Continuing on....trying to write up a fair history of the high points of the religious abstinence-only movement. As seems to be typical (just a general observation, no stats to back this up) the Southern Baptists and Roman Catholics have been the big players in this movement.
Much of this is taken from the website of Lifeway, the Southern Baptist publishing company (http://www.lifeway.com/tlw/history.asp)
In 1987, the Christian sex education project began, led by Jimmy Hester. He and Richard Ross successfully pitched the True Love Waits project to the Southern Baptists in 1992. From a 1994 article in First Things it seems that the motivation behind True Love Waits was to increase teens' perceptions of peer support for abstinence. True Love Waits launched in 1993 in Nashville, TN. By 1993, 100,000 virginity pledge cards had been signed as part of True Love Waits. Personally, I tend to remember True Love Waits more for huge symbolic demonstrations ("Let's stack virginity pledge cards all the way across the Golden Gate Bridge!" "Let's pile pledge cards to the top of the Georgia Dome," etc.) than anything else. True Love Waits seems to have focused on providing churches and youth conferences with pledge cards and jewelry and left the actual teaching up to individual youth leaders and congregations, from my impressions at least. I haven't heard much from True Love Waits lately (though, no longer a teenager and no longer a Southern Baptist, I'd be out of the loop anyway.). I have heard "Silver Ring Thing" lately, so maybe it's the new Christian trend? Seems to be pretty similar.
I'm going to date the start of Roman Catholic sex education teaching and advocacy with 1968 and Pope Paul VI's encyclical Humanae Vitae . Not being Roman Catholic, this decision is a little arbitrary, and I haven't read the encyclical in its entirety.

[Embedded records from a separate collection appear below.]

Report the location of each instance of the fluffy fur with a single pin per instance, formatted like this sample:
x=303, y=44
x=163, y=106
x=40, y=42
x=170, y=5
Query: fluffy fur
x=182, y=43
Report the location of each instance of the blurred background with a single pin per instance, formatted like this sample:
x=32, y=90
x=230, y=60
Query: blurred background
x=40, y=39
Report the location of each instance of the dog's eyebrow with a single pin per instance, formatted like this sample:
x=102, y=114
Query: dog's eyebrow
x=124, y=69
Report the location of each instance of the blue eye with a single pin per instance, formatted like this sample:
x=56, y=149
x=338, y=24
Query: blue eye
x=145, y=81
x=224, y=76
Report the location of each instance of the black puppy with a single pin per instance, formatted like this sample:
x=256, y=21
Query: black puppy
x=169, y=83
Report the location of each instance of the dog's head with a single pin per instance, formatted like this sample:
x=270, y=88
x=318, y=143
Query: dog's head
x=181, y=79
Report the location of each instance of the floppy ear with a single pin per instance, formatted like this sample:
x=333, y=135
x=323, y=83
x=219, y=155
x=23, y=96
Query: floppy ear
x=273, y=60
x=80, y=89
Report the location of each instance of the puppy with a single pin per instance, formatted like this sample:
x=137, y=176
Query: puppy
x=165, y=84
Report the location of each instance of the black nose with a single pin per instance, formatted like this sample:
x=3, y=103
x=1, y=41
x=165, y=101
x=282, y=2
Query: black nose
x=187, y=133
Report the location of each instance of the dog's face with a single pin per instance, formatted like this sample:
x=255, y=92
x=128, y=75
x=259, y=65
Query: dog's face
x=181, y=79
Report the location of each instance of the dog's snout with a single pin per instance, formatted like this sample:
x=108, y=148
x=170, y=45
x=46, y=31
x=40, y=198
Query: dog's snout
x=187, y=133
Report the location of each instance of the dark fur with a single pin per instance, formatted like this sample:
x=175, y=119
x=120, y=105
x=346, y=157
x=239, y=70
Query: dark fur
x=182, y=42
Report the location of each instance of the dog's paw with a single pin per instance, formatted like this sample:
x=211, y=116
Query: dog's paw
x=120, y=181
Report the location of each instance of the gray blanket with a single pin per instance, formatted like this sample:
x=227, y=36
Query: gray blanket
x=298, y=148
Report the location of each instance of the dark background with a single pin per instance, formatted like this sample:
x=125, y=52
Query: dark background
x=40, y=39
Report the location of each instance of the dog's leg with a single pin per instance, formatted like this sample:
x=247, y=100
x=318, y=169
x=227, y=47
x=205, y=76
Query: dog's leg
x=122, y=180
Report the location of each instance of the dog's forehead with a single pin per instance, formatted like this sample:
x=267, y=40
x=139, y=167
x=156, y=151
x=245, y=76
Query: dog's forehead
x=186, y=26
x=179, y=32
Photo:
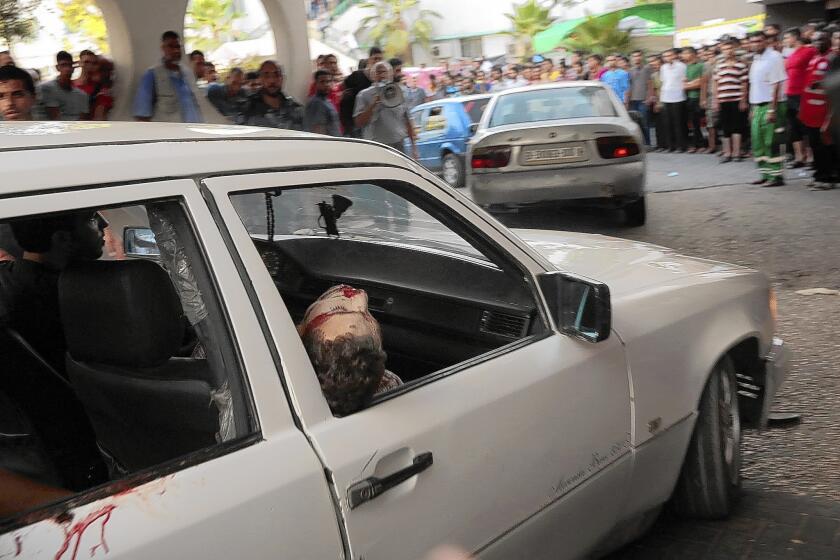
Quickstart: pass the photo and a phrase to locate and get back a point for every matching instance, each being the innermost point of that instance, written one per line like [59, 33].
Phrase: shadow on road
[567, 218]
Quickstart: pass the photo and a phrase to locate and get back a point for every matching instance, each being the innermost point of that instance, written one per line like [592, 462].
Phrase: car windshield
[552, 104]
[374, 215]
[475, 108]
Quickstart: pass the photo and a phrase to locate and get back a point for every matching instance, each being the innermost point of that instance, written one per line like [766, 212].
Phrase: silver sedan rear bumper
[570, 183]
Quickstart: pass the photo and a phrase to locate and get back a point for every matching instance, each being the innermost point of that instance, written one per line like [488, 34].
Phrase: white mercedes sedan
[238, 342]
[559, 142]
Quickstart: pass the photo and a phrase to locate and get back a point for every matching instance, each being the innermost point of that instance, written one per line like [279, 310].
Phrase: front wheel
[635, 213]
[453, 170]
[711, 475]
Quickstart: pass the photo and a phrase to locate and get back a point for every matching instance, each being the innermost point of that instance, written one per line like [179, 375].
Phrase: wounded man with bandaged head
[344, 342]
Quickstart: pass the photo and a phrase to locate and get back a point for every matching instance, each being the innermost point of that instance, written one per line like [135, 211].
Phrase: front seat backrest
[124, 323]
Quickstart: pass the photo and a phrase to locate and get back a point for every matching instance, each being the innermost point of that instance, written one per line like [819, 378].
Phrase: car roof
[553, 85]
[58, 134]
[37, 156]
[459, 99]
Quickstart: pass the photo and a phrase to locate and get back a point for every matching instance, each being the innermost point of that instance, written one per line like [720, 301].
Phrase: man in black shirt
[270, 106]
[29, 285]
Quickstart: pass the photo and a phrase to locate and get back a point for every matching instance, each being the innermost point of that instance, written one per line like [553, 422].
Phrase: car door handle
[373, 487]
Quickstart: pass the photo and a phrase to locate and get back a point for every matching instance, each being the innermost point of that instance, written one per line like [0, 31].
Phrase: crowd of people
[759, 96]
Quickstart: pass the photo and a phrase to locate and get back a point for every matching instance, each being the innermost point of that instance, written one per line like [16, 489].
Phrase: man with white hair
[387, 125]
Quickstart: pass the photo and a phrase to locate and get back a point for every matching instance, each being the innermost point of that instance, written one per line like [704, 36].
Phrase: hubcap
[730, 426]
[450, 171]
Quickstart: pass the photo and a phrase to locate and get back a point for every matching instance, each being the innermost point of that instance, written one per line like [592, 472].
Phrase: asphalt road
[793, 235]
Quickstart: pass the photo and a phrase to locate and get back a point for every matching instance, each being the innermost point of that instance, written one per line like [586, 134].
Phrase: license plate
[557, 154]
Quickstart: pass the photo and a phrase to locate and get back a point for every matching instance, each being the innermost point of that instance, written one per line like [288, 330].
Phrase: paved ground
[791, 508]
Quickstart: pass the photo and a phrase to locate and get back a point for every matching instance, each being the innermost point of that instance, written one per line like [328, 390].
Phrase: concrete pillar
[135, 28]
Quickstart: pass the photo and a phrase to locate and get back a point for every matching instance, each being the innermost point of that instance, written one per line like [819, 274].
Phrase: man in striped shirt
[730, 99]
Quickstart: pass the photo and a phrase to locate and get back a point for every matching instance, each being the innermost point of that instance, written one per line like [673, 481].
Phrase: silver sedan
[563, 141]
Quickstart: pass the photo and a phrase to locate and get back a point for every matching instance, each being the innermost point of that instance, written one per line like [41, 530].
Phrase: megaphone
[391, 95]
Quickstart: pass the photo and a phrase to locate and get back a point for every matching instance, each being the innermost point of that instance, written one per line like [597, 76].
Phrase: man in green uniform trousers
[767, 76]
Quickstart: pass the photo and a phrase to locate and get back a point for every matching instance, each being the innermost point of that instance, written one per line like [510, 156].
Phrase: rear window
[475, 108]
[552, 104]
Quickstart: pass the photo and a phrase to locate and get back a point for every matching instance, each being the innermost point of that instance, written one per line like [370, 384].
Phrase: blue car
[442, 128]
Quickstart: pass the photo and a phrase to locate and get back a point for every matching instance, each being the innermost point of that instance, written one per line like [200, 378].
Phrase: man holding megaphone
[381, 110]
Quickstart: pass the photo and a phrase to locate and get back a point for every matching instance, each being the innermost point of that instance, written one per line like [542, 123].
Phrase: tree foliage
[17, 22]
[532, 17]
[210, 24]
[83, 18]
[396, 24]
[600, 34]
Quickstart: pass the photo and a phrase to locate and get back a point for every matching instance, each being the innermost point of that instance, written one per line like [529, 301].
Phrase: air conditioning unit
[442, 50]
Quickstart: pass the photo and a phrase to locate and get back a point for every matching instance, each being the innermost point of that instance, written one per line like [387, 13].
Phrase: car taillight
[615, 147]
[491, 158]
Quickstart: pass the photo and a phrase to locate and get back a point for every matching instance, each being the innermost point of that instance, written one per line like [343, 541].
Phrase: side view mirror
[140, 242]
[580, 307]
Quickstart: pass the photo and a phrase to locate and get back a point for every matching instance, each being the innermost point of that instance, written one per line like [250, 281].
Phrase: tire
[635, 213]
[710, 481]
[452, 170]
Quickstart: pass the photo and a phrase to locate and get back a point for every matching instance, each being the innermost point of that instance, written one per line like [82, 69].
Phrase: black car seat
[124, 323]
[59, 436]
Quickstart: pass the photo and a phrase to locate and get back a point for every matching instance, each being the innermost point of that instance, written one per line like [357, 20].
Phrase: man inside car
[29, 285]
[344, 342]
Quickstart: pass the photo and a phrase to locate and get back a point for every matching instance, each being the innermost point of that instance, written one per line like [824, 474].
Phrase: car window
[552, 104]
[436, 297]
[436, 121]
[373, 214]
[475, 108]
[115, 362]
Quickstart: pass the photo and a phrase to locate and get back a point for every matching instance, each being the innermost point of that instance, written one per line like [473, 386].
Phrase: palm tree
[599, 34]
[389, 28]
[209, 23]
[528, 19]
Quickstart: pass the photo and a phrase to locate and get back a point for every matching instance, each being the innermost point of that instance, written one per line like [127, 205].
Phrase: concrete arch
[135, 27]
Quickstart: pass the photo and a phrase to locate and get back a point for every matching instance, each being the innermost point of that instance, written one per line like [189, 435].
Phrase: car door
[237, 498]
[522, 452]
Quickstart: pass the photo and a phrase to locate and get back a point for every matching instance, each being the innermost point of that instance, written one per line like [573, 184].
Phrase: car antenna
[269, 212]
[330, 213]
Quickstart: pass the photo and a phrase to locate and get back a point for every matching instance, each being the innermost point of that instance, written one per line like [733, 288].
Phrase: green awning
[659, 16]
[548, 40]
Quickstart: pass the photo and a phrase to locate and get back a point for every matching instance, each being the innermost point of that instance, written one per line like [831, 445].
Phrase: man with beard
[62, 100]
[353, 84]
[167, 92]
[270, 106]
[17, 94]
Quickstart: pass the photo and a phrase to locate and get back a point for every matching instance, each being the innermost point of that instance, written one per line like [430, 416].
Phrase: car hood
[623, 265]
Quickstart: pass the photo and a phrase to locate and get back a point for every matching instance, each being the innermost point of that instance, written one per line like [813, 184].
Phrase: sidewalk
[766, 526]
[695, 171]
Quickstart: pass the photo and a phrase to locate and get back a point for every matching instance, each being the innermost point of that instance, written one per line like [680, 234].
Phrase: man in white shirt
[767, 76]
[673, 98]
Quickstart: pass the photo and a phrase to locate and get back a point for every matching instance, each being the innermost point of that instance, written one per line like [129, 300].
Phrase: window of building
[471, 47]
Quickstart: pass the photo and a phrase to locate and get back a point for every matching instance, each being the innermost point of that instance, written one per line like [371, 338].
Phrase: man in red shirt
[814, 114]
[797, 66]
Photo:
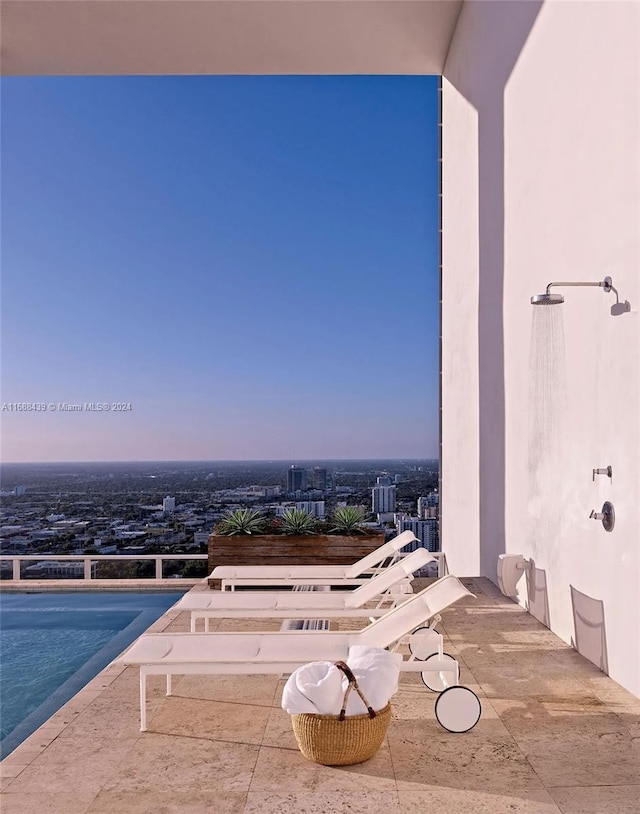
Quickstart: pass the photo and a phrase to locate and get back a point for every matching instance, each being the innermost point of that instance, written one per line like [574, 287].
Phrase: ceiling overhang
[101, 37]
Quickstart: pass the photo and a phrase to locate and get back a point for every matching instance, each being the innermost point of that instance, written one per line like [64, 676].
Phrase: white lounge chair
[355, 574]
[385, 587]
[283, 652]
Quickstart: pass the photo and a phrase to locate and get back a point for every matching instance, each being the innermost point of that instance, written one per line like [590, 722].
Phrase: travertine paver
[556, 736]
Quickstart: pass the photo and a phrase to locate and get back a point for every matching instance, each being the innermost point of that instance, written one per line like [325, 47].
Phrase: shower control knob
[607, 470]
[607, 515]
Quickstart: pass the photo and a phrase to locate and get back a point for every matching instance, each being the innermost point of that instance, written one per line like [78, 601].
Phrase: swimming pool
[52, 644]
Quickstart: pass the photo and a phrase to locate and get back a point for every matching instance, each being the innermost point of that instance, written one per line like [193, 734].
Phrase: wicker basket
[339, 740]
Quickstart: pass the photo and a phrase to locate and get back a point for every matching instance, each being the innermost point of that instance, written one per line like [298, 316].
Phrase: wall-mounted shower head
[547, 299]
[555, 299]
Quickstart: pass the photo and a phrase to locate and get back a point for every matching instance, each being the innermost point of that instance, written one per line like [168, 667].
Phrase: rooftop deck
[556, 735]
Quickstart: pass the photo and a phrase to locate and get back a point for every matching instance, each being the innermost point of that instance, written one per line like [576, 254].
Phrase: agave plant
[241, 521]
[348, 520]
[298, 521]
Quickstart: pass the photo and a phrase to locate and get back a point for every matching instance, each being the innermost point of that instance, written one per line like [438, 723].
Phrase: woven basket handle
[353, 684]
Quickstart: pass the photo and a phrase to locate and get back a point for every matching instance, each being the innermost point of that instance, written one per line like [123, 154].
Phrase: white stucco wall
[555, 89]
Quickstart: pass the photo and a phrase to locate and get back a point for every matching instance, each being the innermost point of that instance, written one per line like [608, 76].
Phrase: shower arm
[606, 284]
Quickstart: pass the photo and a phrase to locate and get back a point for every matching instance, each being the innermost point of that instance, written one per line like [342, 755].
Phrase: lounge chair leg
[143, 701]
[458, 709]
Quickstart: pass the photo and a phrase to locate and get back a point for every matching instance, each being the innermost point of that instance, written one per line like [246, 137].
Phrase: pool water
[52, 644]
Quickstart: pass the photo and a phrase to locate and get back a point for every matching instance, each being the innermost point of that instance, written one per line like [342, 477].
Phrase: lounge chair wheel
[423, 643]
[458, 709]
[432, 679]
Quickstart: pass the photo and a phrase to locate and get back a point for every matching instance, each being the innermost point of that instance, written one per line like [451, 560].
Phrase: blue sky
[250, 262]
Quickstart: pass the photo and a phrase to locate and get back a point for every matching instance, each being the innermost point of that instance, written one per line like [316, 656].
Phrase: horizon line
[208, 460]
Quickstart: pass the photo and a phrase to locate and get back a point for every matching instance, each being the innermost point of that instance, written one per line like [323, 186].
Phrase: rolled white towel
[377, 672]
[314, 687]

From my understanding, it affirms the goodness and holiness of sex within marriage and goes on to condemn all sorts of artificial birth control. (Brief aside here- Not really seeing any nuances in the Roman Church's position. Apparently, it's bad to use condoms if you're a married couple trying to prevent the transmission of herpes or HIV, or for a woman suffering from endometriosis or PCOS to take birth control pills. Someone correct me if I'm wrong here- really hope I am.)
Roman Catholic bishops approved Human Sexuality, A Catholic Perspective on Education and Lifelong Learning in 1990. This pastoral document provided guidelines for sex education in Catholic schools, however, there was a strong negative response from parents. The Roman church presently seems to emphasize the importance of "positive chastity education" by parents, and doesn't seem to have any sort of recommendations about health issues to be included. Interestingly, the Roman Catholic Church aligned itself with the Southern Baptist Convention's True Love Waits campaign.
Apologies for this segment being a bit rushed/incomplete, but I have a number of pressing tasks. Margaret Whitehead has dealt with the Roman Catholic side of things far more thoroughly than I could ever hope to.